Before anything else, let me say this: YOU are in control of your career and your college education – don’t let that control slip away from you by handing over decision-making power to someone else. Of course it’s a good idea to ask for help from your parents, advisors, faculty, career counselors, friends, etc. But, the final decisions have to be yours.
Supplementing your college degree:
- You’ve gone to college to learn, both inside the classroom and outside of it. What you learn and how much you learn is up to you.
- For example, if you’re interested in pursuing a career in child development, and have signed up for a developmental psychology class, don’t assume your professor will bestow all that needs to be known about child development upon you. If there are certain aspects of child development that you know will be useful to you in your career (because you’ve been researching various employers in your field), utlize your prof’s office hours to discuss the topic in more detail. Think about writing a term paper on the subject. If you’re offered the opportunity to give a class presentation, make sure your presentation is about this topic.
- If you know you’ll need at least a working knowledge of specific tools, technologies or techniques, but don’t have time in your course schedule to add another class that will give you this specific knowledge set, explore other avenues on campus to gain the desired knowledge.
- For example, if you’re an English major with an interest in an editing internship but have no experience with QuarkXpress, ask around campus if there are faculty, staff, grad students or other students who would be willing to give you a quick tutorial, or better yet, give you some time using the software.
- Outside the classroom or lab, look for ways to gain experience through student organizations.

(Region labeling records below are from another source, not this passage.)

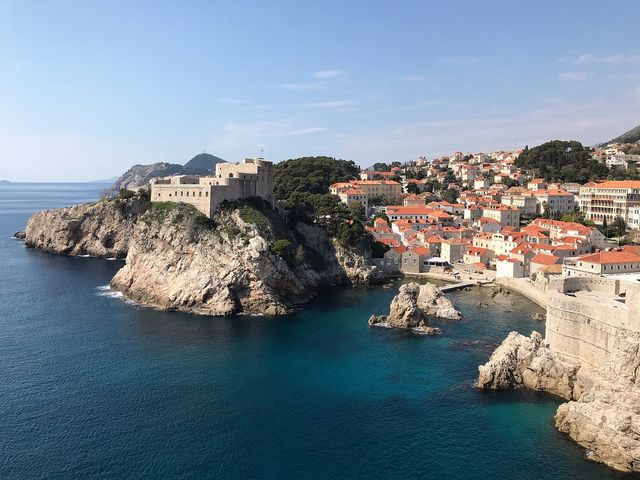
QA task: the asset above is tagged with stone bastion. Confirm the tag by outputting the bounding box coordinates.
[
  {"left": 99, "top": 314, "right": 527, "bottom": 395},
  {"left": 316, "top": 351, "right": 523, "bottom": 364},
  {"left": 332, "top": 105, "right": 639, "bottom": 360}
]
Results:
[{"left": 545, "top": 277, "right": 640, "bottom": 371}]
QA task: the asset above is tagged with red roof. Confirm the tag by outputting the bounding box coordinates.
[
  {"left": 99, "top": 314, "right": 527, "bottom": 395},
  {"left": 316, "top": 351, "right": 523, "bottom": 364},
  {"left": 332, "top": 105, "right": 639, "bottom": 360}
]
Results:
[
  {"left": 578, "top": 251, "right": 640, "bottom": 265},
  {"left": 411, "top": 247, "right": 431, "bottom": 257},
  {"left": 592, "top": 180, "right": 640, "bottom": 188},
  {"left": 531, "top": 253, "right": 560, "bottom": 265}
]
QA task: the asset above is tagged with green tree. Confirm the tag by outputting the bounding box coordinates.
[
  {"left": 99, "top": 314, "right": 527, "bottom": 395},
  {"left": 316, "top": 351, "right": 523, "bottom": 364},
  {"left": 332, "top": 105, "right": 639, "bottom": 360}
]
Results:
[
  {"left": 611, "top": 217, "right": 627, "bottom": 238},
  {"left": 373, "top": 162, "right": 391, "bottom": 172},
  {"left": 516, "top": 140, "right": 609, "bottom": 183},
  {"left": 349, "top": 202, "right": 367, "bottom": 222},
  {"left": 407, "top": 182, "right": 418, "bottom": 193},
  {"left": 270, "top": 238, "right": 295, "bottom": 263},
  {"left": 273, "top": 157, "right": 360, "bottom": 200},
  {"left": 442, "top": 188, "right": 458, "bottom": 203},
  {"left": 600, "top": 217, "right": 609, "bottom": 238}
]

- If you know managing a budget is a skill you’ll need in your career, consider becoming the Treasurer of campus group.
- If event planning is your interest, be the one to organize a rally or campus fundraiser.
- On-campus jobs are another excellent, and practical, source of experience.
- Need to demonstrate a background is sales? Get involved with phonathon.
- Want to shore up your multitasking skills? Look for a job in campus catering or food service.
- Future career calls for experience managing crisis situations? Consider opportunities with campus helplines, peer counseling, residence life or security.
There’s a wealth of experience waiting to be gained on campus, you just have to look for it. There’s plenty of experience to be gained off campus, as well.
- Internships and part time jobs are the most obvious sources, but also consider volunteering. (Just keep in mind that service is best performed for service’s sake, not as a resume padder.)